Catherine, or Kate, Cranston was the daughter of George Cranston, a Glasgow baker and pastry maker who, in 1849, the year of her birth, diversified into running a hotel. Originally the Edinburgh and Glasgow Railway Hotel, this became the Royal Horse Hotel and, in 1852, "Cranston's Hotel and Dining Rooms".
Kate's older brother, Stuart, became a tea dealer at a time when Glasgow had a strong temperance movement and tea, until the 1830s a luxury for the rich, was increasingly being seen as an alternative to alcohol for the working classes. Stuart pioneered the idea of tea rooms in which his tea could be drunk in simple surroundings. Although Kate was not the first in the family to enter the business, when she established the Crown Luncheon Room on Glasgow's Argyle Street in 1878 she took the tea room to another level, placing great emphasis on the quality of the design and decor, on cleanliness, and on quality and choice of food.

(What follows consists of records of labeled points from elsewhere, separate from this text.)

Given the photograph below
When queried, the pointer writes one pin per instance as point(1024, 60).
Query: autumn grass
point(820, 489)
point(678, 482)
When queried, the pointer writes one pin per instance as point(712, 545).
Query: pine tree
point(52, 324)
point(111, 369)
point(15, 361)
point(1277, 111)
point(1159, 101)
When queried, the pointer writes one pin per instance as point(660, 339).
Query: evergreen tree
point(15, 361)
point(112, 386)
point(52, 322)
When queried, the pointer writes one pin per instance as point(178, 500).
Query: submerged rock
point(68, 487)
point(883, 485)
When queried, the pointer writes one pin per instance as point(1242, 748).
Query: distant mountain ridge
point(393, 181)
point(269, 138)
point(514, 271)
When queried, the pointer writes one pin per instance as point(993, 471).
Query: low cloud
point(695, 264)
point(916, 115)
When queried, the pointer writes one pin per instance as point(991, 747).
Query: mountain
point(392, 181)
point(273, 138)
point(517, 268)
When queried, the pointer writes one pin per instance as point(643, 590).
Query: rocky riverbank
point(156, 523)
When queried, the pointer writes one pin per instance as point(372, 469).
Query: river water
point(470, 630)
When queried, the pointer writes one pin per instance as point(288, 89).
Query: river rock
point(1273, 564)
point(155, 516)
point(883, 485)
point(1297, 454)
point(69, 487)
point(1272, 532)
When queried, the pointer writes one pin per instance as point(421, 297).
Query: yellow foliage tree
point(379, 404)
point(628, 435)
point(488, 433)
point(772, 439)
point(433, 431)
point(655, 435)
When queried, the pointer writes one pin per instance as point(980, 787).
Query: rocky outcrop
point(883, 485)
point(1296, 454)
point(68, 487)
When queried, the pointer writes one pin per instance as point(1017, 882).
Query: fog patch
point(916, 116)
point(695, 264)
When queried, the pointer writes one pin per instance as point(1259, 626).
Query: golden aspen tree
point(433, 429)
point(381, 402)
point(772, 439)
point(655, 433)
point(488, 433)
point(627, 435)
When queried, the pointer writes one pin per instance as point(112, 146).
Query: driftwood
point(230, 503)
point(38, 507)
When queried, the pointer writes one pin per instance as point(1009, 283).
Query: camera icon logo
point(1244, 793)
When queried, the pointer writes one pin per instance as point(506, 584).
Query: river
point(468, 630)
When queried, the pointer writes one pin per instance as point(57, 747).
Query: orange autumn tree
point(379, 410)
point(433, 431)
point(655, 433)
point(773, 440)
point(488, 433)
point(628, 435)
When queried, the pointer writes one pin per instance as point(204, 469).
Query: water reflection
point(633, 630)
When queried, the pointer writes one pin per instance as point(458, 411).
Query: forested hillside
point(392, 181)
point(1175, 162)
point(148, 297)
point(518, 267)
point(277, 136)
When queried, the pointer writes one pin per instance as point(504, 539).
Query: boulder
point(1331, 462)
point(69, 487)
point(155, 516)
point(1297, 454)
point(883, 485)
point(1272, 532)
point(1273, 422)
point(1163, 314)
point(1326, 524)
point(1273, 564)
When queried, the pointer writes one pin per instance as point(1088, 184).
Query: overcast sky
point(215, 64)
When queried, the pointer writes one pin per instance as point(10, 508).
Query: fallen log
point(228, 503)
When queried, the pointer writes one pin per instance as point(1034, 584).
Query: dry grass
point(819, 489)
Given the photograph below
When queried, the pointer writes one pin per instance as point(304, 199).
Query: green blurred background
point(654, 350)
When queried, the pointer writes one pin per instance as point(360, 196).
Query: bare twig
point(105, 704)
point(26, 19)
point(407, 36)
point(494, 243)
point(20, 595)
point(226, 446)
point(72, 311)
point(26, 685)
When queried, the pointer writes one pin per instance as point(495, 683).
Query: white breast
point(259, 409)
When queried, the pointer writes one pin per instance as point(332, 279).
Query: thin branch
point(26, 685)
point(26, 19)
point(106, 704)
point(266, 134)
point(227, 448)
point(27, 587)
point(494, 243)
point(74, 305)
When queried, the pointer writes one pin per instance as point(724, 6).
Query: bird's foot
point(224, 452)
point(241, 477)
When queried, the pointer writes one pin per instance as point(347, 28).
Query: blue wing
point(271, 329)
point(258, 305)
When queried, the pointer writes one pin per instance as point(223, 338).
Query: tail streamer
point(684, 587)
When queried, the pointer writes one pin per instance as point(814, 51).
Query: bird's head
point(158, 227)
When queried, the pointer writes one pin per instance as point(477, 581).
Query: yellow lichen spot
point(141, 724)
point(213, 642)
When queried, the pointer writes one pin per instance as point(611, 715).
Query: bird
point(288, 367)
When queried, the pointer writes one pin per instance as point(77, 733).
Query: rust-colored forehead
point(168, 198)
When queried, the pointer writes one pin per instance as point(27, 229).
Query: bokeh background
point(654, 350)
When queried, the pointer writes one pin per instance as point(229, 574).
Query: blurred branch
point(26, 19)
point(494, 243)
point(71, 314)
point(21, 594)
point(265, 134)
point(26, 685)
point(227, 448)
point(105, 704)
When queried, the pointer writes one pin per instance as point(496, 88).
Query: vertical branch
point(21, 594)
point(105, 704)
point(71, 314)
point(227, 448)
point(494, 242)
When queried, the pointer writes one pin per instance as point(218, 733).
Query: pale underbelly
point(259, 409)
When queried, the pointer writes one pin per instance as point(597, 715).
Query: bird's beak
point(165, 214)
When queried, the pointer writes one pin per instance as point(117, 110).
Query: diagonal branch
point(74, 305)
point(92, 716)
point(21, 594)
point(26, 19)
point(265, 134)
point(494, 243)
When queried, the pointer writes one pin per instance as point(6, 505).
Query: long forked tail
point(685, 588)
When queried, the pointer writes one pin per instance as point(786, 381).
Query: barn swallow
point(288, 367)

In 1892 Kate married John Cochrane, but continued to trade as Miss Cranston's Tearooms. She had opened her second tea room, in Ingram Street. She added a further tea room in Buchanan Street in 1897, and completed her chain with the Willow Tea Rooms in Sauchiehall Street, which opened in 1903. Miss Cranston's Tearooms became the thriving centres of Glasgow society.

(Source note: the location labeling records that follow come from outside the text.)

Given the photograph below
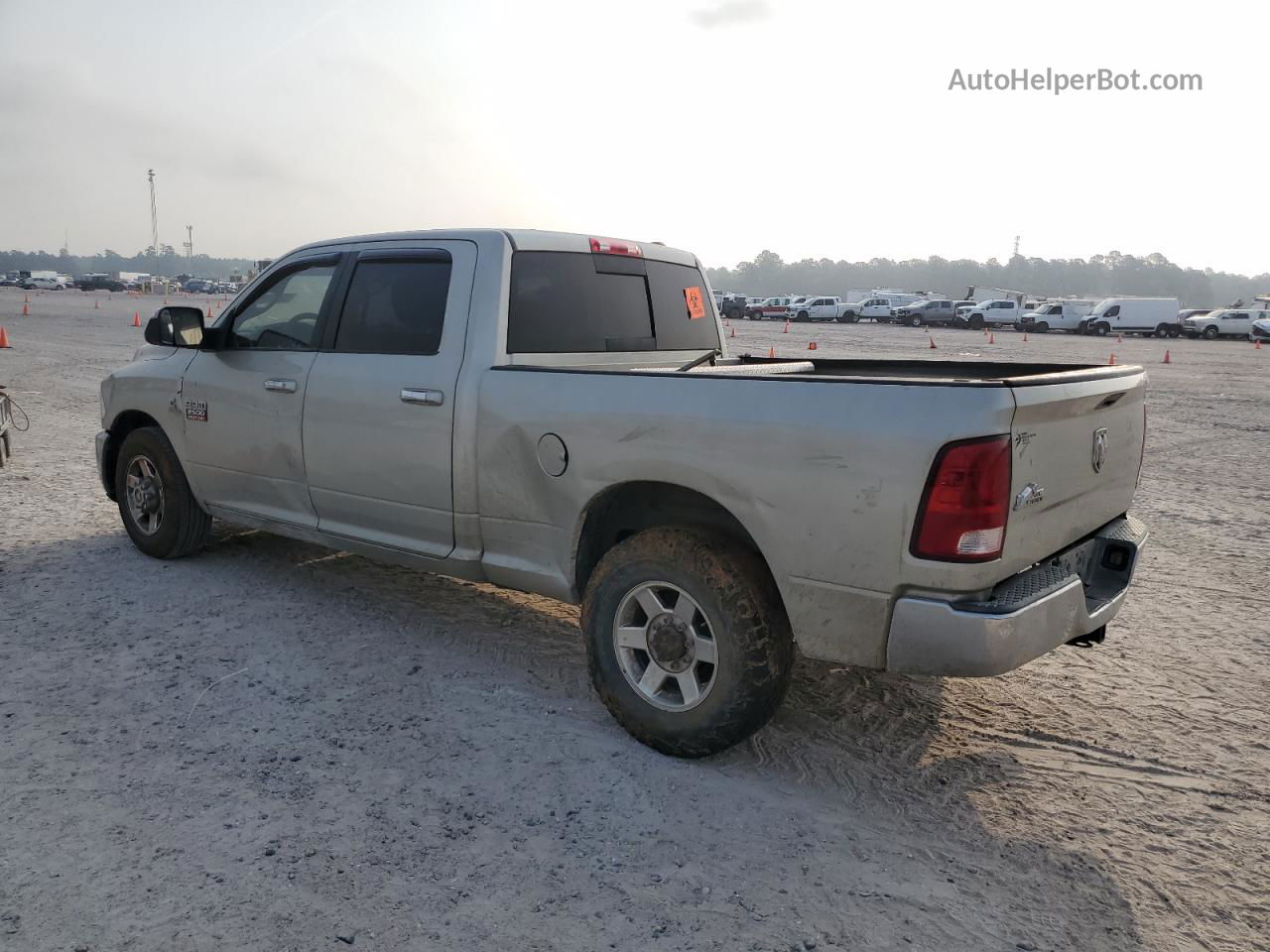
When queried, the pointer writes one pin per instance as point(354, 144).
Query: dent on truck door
point(243, 403)
point(380, 409)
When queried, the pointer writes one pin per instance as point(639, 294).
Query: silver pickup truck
point(559, 414)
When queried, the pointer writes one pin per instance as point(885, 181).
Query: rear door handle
point(425, 398)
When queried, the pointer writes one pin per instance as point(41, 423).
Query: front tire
point(688, 642)
point(159, 512)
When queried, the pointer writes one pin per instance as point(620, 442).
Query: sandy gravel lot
point(273, 747)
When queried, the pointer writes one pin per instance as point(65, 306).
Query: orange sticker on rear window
point(697, 303)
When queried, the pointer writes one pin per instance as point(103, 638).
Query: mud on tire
point(739, 604)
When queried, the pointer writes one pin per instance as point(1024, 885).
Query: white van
point(1057, 315)
point(1134, 315)
point(1223, 322)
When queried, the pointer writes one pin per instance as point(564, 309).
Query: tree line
point(166, 263)
point(1101, 276)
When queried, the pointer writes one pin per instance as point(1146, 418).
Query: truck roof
point(521, 240)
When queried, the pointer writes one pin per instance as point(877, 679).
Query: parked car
point(769, 307)
point(1000, 312)
point(935, 311)
point(527, 409)
point(733, 306)
point(1153, 316)
point(44, 285)
point(817, 308)
point(99, 282)
point(1223, 322)
point(1056, 315)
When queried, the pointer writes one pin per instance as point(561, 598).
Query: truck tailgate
point(1078, 449)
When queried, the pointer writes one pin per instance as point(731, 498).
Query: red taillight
point(965, 504)
point(607, 246)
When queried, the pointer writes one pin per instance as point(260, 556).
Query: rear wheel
point(159, 512)
point(688, 642)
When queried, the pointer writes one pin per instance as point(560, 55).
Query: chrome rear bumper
point(1067, 597)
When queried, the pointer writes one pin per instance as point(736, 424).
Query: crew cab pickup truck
point(561, 414)
point(1001, 312)
point(817, 308)
point(933, 312)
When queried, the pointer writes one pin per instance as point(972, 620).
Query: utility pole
point(154, 213)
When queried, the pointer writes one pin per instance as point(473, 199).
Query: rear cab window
point(579, 302)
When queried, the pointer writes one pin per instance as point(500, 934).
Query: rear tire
point(159, 512)
point(734, 616)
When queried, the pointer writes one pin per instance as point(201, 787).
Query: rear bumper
point(1072, 594)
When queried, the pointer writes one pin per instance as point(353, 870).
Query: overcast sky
point(810, 128)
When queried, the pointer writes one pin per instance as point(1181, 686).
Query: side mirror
point(176, 326)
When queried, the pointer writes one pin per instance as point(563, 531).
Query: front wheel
point(159, 512)
point(688, 642)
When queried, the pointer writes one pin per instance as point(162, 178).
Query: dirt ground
point(275, 747)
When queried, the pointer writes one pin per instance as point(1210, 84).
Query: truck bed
point(952, 373)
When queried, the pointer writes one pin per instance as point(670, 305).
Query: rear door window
point(395, 306)
point(576, 302)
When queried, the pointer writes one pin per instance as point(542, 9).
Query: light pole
point(154, 214)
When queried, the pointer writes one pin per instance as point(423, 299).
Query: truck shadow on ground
point(846, 743)
point(866, 742)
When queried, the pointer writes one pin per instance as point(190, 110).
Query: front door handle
point(425, 398)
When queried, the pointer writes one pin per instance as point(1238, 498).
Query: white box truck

Kate Cranston always saw good design as central to her success. In 1888 she commissioned interior designer George Walton to design an Arts and Crafts styled extension for it the Ingram Street premises. Then, in 1900, she asked Charles Rennie Mackintosh and his wife Margaret Macdonald to design a room, also at Ingram Street. She must have been impressed with the result, because she entrusted Mackintosh and Macdonald with all aspects of the design of the Willow Tea Rooms. The results were a sensation at the time, and remain so today, such is the enduring quality of excellent design.
Kate Cranston pursued a number of other projects over the following years, sometimes calling on the design skills of Charles Rennie Mackintosh and Margaret Macdonald. When he husband died in 1917 she sold her tea rooms and other business interests, and withdrew from public life. She had no children and after her death in 1934 it emerged that she had left two thirds of her estate to the poor of Glasgow.